New role, unfamiliar Bastardo

Phillies reliever Antonio Bastardo (center) knows that his day is over as manager Charlie Manuel heads to the mound.
Phillies reliever Antonio Bastardo (center) knows that his day is over as manager Charlie Manuel heads to the mound. (DAVID SWANSON / Staff Photographer)
Posted: July 24, 2011

Antonio Bastardo looked lost. This wasn't the ninth inning. This wasn't the mound where he had left his 0.99 ERA, pinpoint fastball, and filthy slider.

He was wearing No. 58, but this wasn't the same Antonio Bastardo who had been automatic - saving five games, allowing one run in 91/3 innings, giving up zero hits in eight of nine appearances, and striking out 11 while Ryan Madson was on the disabled list. That Bastardo had convinced everyone there would be a closer controversy when Madson returned to claim his ninth inning.

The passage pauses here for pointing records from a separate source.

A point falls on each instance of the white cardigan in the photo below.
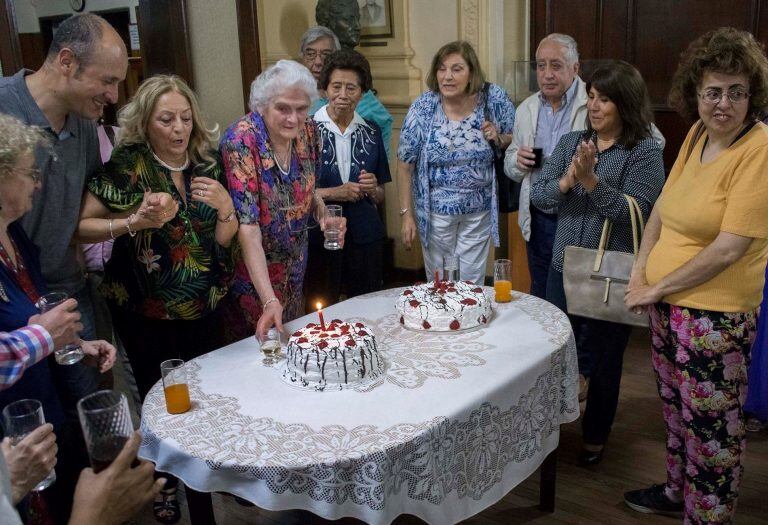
(526, 120)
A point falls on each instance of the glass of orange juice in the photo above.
(175, 386)
(502, 282)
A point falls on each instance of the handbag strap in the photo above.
(638, 225)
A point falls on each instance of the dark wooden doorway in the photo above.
(650, 34)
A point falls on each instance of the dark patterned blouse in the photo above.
(178, 271)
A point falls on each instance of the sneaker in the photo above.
(653, 500)
(755, 425)
(583, 388)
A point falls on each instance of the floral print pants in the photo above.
(701, 359)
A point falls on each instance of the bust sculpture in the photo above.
(343, 18)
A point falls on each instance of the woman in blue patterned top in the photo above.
(447, 185)
(352, 170)
(586, 179)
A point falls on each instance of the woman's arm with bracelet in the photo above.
(405, 198)
(255, 260)
(98, 224)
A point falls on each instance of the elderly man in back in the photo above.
(317, 44)
(560, 106)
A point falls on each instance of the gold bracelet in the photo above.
(228, 218)
(128, 225)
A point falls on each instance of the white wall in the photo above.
(214, 46)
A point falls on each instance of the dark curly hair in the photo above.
(728, 51)
(624, 86)
(348, 60)
(467, 52)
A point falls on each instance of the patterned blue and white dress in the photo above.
(454, 163)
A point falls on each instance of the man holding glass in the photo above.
(560, 106)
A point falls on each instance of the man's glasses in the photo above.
(311, 54)
(714, 96)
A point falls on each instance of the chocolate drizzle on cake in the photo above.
(341, 355)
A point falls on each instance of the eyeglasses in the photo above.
(714, 96)
(311, 54)
(32, 173)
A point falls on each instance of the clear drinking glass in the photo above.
(106, 422)
(502, 280)
(175, 386)
(332, 227)
(68, 354)
(22, 417)
(451, 268)
(271, 346)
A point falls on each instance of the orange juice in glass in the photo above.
(502, 284)
(175, 386)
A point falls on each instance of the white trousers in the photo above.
(468, 236)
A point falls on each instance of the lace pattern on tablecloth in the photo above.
(366, 464)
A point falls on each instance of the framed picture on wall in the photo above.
(375, 18)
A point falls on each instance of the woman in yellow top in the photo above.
(700, 272)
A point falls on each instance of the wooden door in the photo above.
(650, 34)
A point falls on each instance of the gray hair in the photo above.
(285, 74)
(16, 140)
(80, 33)
(314, 34)
(567, 41)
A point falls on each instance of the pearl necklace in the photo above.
(287, 159)
(168, 166)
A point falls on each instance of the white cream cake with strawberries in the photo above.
(341, 356)
(444, 306)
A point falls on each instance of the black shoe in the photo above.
(653, 500)
(588, 458)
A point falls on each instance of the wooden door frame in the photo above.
(177, 24)
(250, 53)
(10, 50)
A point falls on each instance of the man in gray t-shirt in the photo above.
(80, 76)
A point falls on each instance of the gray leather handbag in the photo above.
(595, 280)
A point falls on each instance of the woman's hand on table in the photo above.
(272, 315)
(407, 229)
(99, 354)
(211, 192)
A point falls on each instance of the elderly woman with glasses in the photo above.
(446, 179)
(270, 156)
(317, 44)
(700, 274)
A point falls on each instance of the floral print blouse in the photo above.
(178, 271)
(281, 204)
(454, 163)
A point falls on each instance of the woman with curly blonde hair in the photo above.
(172, 261)
(699, 272)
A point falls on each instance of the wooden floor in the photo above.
(634, 458)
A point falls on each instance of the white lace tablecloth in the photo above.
(458, 420)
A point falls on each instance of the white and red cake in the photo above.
(338, 357)
(445, 306)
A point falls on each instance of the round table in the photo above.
(457, 421)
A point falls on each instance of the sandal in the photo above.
(167, 510)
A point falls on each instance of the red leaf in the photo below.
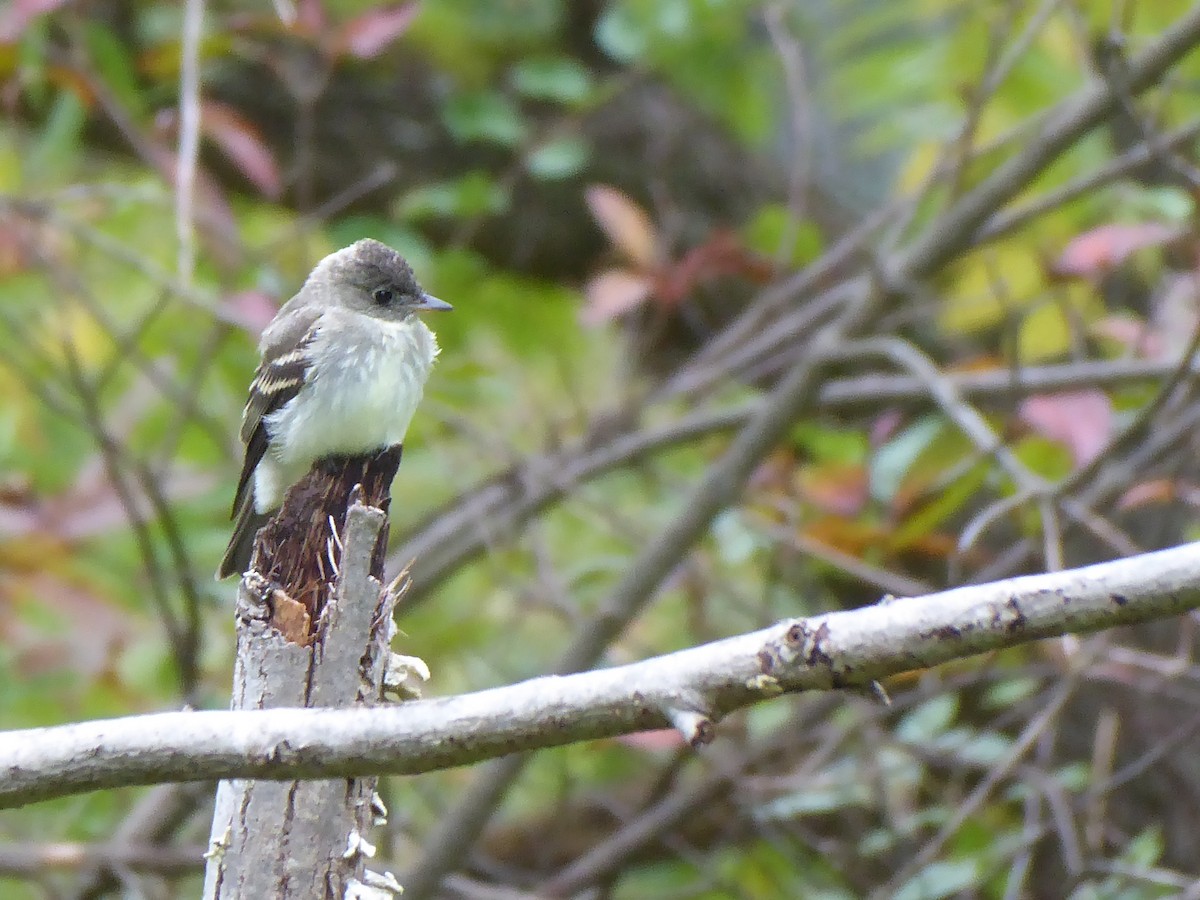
(1083, 420)
(838, 489)
(625, 225)
(1099, 250)
(612, 294)
(372, 33)
(240, 142)
(720, 255)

This was the eighth inning, and Bastardo stared down the San Diego Padres' No. 8 hitter, the .194-hitting Rob Johnson, with the bases loaded, two outs. He had allowed two singles and issued a two-out walk to bring up Johnson. The poised lefthander had surrendered three hits in all of June and July - before Saturday's eighth inning.

"Some days you walk out there and . . . he's pitched us good," Phillies manager Charlie Manuel said. "But, I think, that's baseball and that's going to happen some. That doesn't bother me."

During Johnson's at-bat, a ball in the dirt squeaked away, nearly scoring Ryan Ludwick from third. The next pitch got away again, and this time Ludwick scored. Bastardo walked Johnson on four pitches to reload the bases, with the Phillies' lead cut to three runs, 8-5.

Manuel had seen enough of this Bastardo, and decided to place his trust with the go-ahead run coming to the plate in the hands of David Herndon, a pitcher who had given up four runs in his last four appearances. He walked in another run (charged to Bastardo), then got the final out.

The 25-year-old Bastardo declined to comment after the game.

"Antonio's been lights-out for us all year," Herndon said. "Eventually, you're going to run into that day where everything just doesn't fall into place. I think he had a little bit of trouble, feeling around just a little bit."

Michael Stutes, 24, had been good, but not invincible like Bastardo, entering Saturday. He, too, struggled after he cleaned up Kyle Kendrick's mess in the sixth, keeping a 3-3 tie.

In the seventh Stutes left a fastball too high and Logan Forsythe hit a leadoff triple. He recovered to get the next two outs before he let another pitch get too high and Cameron Maybin hit an RBI single, giving the Padres a 4-3 lead.

The Phillies eventually won, 8-6, despite the two relievers, and in large part because of an offensive explosion. Manuel wasn't surprised by the two youngsters' struggles.

"Yeah, I mean, that was coming," Manuel said. "As the season goes on, too, it's very important that we keep them well-rested. . . . When you get down through September, there [have] been a lot of inexperienced players who have gotten tired, had a tough finish."

Granted, Stutes is well below his 761/3-inning total in 2010 and more than 145 in 2009. But Bastardo pitched just 39 innings in 2010, after 78 innings in 2009. He has pitched 37 innings this season.

In the ninth inning - his inning - Madson restored order, mowing down the middle of the Padres order for his 17th save. Had the shift back to the setup role affected the Bastardo we have come to know?

"[It will] if you let it," Herndon said. "I think if you let it get in your head, it might bother you. And you might think about it a little bit. . . . But at the end of the day, you just have to go out there and get people out."